Нужно было рекомендовать собранию избранников революции... Я перешел к рекомендации отдельных членов правительства... Керенский... обошелся без рекомендаций... С аплодисментами прошли всероссийски известные имена вождей думской оппозиции...
Очередь дошла до самого рогатого вопроса – о царе и династии. Я предвидел возражения и начал с оговорки: «Я знаю наперед, что мой ответ не всех вас удовлетволрит. Но я скажу его. Старый деспот, доведший Россию до полной разрухи, добровольно откажется от престола – или будет низложен. Власть перейдет к регенту великому князю Михаилу Александровичу. Наследником будет Алексей(выд. – Г. П.)».

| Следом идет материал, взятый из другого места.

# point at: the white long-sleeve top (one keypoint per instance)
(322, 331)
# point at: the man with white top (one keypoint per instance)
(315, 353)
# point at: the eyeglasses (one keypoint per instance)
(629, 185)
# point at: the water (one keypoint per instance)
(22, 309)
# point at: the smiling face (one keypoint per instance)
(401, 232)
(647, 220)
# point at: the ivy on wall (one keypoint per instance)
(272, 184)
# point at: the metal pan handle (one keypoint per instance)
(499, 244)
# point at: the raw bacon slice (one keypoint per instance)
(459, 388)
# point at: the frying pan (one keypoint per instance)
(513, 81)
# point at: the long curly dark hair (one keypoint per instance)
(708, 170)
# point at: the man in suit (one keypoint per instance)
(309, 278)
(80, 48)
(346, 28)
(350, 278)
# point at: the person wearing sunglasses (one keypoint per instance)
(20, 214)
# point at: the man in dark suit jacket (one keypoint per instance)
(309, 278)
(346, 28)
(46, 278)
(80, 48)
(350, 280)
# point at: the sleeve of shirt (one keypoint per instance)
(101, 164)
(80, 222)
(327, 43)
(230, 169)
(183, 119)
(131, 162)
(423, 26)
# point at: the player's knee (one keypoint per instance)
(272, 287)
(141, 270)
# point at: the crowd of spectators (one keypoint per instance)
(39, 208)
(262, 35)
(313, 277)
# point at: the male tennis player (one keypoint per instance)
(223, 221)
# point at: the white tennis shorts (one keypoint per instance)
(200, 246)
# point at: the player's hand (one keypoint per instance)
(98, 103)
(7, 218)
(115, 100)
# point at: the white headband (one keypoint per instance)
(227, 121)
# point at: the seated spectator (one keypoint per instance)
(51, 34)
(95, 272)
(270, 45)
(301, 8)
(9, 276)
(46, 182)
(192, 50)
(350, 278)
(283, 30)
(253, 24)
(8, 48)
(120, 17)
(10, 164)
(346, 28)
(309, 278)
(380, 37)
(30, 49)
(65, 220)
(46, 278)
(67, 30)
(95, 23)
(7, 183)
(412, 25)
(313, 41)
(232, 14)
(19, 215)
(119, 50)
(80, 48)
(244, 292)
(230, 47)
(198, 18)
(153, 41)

После этих произнесенных публично в колонном зале дворца, а потом растиражированных газетами революционной России (и далее мемуарами в зарубежье!) слов Милюкова уже не имело значения, кто и когда отдаст приказ об отречении, аресте, ссылке или убийстве царя: при послефевральской эманации российского духа и злой воле революционных вождей судьба императора и его семьи была предрешена… Но для честолюбия словоохотливого и писучего Милюкова исторически оказалось важнее, что после этого спича его «проводили оглушительными аплодисментами и донесли на руках до министерского помещения…»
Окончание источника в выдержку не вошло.